Solving the PDE 
Find the function $f=f(x,u,u')$ for which the equality
$$\frac{\partial}{\partial x}\left(\frac{\partial f}{\partial u'} \right)=\frac{\partial^2}{\partial x^2}\left( u+u^2\right)$$ holds.
Here, $u=u(x)$ and $u'=\partial u/\partial x$. It is presumed that $u(x)\rightarrow0$ as $x \rightarrow \pm \infty$.

This is what I have tried so far: Integrate once to find
$$\left(\frac{\partial f}{\partial u'} \right)=\frac{\partial}{\partial x}\left( u+u^2\right)$$
Can I now do this and somehow resolve through per partes?

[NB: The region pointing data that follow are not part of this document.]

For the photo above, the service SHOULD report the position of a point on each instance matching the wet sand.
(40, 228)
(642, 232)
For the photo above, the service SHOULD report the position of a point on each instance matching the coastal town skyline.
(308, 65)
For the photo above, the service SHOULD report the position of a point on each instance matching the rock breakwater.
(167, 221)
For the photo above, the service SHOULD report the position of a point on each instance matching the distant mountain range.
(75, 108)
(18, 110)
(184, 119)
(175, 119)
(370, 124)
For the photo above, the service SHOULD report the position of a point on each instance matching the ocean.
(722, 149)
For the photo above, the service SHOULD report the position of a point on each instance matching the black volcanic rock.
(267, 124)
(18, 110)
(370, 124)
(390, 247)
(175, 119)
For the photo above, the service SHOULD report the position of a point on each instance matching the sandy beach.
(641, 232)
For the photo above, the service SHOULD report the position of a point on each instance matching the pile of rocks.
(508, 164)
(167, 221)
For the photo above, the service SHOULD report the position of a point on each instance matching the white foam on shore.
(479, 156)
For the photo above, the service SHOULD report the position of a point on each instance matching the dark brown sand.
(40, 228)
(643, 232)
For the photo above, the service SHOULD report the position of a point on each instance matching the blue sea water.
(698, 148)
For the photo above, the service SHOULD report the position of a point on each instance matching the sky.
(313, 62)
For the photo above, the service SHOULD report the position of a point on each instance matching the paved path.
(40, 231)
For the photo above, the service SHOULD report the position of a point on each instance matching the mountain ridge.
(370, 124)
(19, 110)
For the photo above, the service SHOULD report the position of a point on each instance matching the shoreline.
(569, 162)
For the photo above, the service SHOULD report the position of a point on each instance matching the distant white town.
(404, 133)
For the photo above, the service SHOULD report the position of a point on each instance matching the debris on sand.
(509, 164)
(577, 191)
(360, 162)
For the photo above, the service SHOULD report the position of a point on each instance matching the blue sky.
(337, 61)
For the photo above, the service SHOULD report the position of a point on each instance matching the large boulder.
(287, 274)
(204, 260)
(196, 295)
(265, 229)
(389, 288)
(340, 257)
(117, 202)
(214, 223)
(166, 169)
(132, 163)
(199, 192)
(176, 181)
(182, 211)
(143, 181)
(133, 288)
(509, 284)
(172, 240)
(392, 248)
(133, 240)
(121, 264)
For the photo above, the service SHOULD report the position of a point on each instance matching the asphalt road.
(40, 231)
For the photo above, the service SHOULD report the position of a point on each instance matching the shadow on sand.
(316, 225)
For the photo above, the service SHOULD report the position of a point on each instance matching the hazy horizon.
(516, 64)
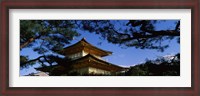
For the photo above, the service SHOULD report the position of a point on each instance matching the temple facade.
(86, 59)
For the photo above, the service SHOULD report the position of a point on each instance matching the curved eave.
(104, 52)
(95, 58)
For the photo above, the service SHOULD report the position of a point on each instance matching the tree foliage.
(44, 36)
(134, 33)
(159, 67)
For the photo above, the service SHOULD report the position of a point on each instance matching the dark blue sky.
(121, 56)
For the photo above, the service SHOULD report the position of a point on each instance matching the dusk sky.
(122, 56)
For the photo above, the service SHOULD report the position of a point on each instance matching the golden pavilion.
(86, 59)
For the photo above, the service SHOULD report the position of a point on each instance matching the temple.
(86, 59)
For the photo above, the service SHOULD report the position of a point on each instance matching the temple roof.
(83, 45)
(96, 62)
(88, 61)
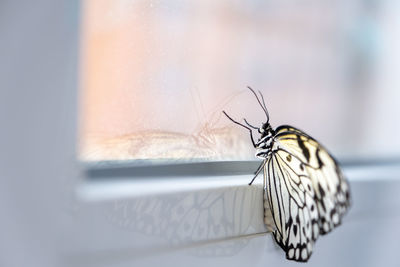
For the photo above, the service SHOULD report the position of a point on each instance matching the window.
(157, 74)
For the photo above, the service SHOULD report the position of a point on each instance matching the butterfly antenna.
(238, 123)
(248, 124)
(259, 102)
(265, 107)
(244, 126)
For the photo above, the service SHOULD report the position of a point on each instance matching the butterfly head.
(265, 142)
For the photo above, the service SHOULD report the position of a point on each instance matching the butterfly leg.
(258, 171)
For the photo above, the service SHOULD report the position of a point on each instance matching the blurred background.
(155, 76)
(151, 79)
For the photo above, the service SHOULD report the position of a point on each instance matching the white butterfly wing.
(292, 200)
(306, 191)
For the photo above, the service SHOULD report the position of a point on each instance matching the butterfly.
(304, 187)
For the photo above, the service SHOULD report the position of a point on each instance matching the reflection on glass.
(156, 75)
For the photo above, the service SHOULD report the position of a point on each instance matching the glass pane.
(157, 74)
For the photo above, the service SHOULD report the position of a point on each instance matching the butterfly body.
(304, 188)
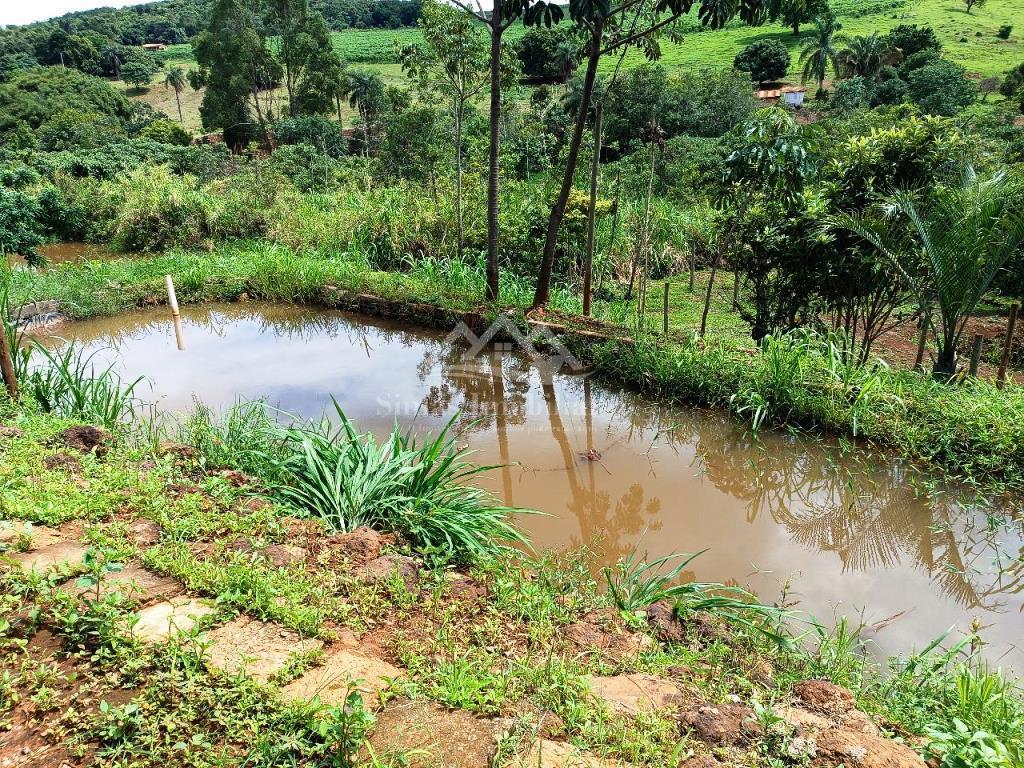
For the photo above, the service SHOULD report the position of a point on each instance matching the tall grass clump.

$$f=\int \frac{\partial}{\partial x}\left( u+u^2\right)\partial u'$$
Maybe the differential $\partial u'=\partial(du/dx)$ can be in some way simplified.
 A: I have found an $f$ that satisfies your equation.
$$f=\left[\frac{1}{2}+u\right](u’)^2+g(x,u)$$
where $g(x,u)$ is some unknown function that would need to be found using boundary or some other data.
To make this as simple as possible, let’s do this the easy way and start with your final equation.
$$f=\int\frac{\partial}{\partial x}(u+u^2)\;\partial u’$$
It is best to interpret this integral representation as the anti-derivative. With that said, there isn’t much stopping you from taking the anti-derivative w.r.t. $u’$. Differentiate inside the expression and do so.
$$f=\int(u’+2uu’)\;\partial u’=\frac{1}{2}(u’)^2+u(u’)^2+g(x,u)$$
The extra term $g(x,u)$ is necessary as we took the anti derivative w.r.t. $u’$. Plugging the result back into your equation verifies that this is a solution.
Aside: Your PDE closely resembles that of the Euler-Lagrange equation.
$$\frac{d}{dx}\frac{\partial f}{\partial u’}=\frac{\partial f}{\partial u}$$
If $f$ we’re to satisfy this equation, it would be called a “Lagrangian”. However, I believe this would result in a different $f$ than your given problem. Just an extra tid-bit.